Ai piani alti dell'Eurotower la vista sull'Italia è la stessa che hanno i trader asserragliati dietro le loro postazioni. C'è l'identica preoccupazione, lì alla Bce, di una deriva dei conti italiani, di un'inversione a U rispetto agli impegni da onorare. Dalle proposte di politiche economiche più lassiste contenute nei programmi del futuro governo Lega-M5s, sono già derivati i riflessi negativi su spread e sui rendimenti dei bond pubblici: «Mentre l'esito non determinante delle elezioni italiane del 4 marzo non ha provocato una significativa reazione dei mercati - si legge nell'ultimo Rapporto sulla stabilità finanziaria - , gli yield sovrani sono finiti sotto pressione nell'ultimo periodo in quanto è cresciuta la preoccupazione dei mercati per l'agenda politica della coalizione di governo in formazione». Il rischio estremo, non escluso dall'istituto di Francoforte, è che - se attuate - queste politiche possano provocare un effetto contagio sull'eurozona. Insomma, roba tossica che non si vedeva dalla crisi del debito sovrano. Roba capace di far deragliare perfino i piani di uscita dal quantitative easing, il bazooka anti-speculazione.
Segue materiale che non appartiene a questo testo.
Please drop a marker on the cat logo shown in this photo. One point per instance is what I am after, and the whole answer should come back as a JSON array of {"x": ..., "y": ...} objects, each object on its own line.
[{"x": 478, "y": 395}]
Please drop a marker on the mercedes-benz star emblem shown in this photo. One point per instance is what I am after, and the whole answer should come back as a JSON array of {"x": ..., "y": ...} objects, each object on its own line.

Gli uomini di Mario Draghi hanno sempre uno stile un po' laterale per dire le cose, ma il report è quanto di più chiaro si sia letto da tempo. Si potrebbe riassumere così: «Vietato allargare i cordoni della borsa». Un avviso a vecchi e nuovi naviganti nei mari agitati del Terzo millennio, tra protezionismi montanti e voglie di deficit spending. L'Italia non è l'unica nazione oggetto delle attenzioni della banca centrale (nella black list ci sono anche Francia, Belgio e Portogallo), ma c'è un passaggio del Rapporto che sembra parlare più a noi che agli altri. È questo: «Alcuni Paesi altamente indebitati sono a rischio di inosservanza degli sforzi fiscali strutturali previsti dalle regole del Patto di stabilità e crescita. Un eventuale deterioramento della crescita o un allentamento fiscale in questi Paesi potrebbe avere conseguenze sull'outlook fiscale e, di conseguenza, anche sulla fiducia del mercato verso alcuni Paesi dell'area euro emittenti di bond sovrani».
Anche il vicepresidente della Bce, Vitor Constancio, è preoccupato per i piani di spesa del nuovo esecutivo. E punta il dito contro il «significativo aumento dei rendimenti dei titoli di Stato italiani» (ieri quelli sui Btp a 10 anno erano al 2,396%, mentre lo spread ha toccato i 193 punti e la Borsa ha chiuso a -0,7%), senza escludere che questa risalita possa portare a tassi d'interesse più elevati anche in altri Paesi dell'area dell'euro. «I rischi di trasferimento (degli aumenti dei tassi, ndr) non sono fuori questione». Secondo Constancio, il Paese ha una sola strada da seguire: «Attenersi alle regole fiscali europee, che sarebbero nel suo proprio interesse». L'Italia potrebbe essere inoltre il tema clou della riunione della Bce del 14 giugno in cui si dovrebbero prendere decisioni sul piano di acquisto titoli.
«Vediamo che i mercati hanno già reagito (al nuovo governo italiano), ne dobbiamo tenere conto», ha detto il lituano Vitas Vasiliauskas, componente del board della Bce. La variabile-Italia allarma più dei dazi di Trump.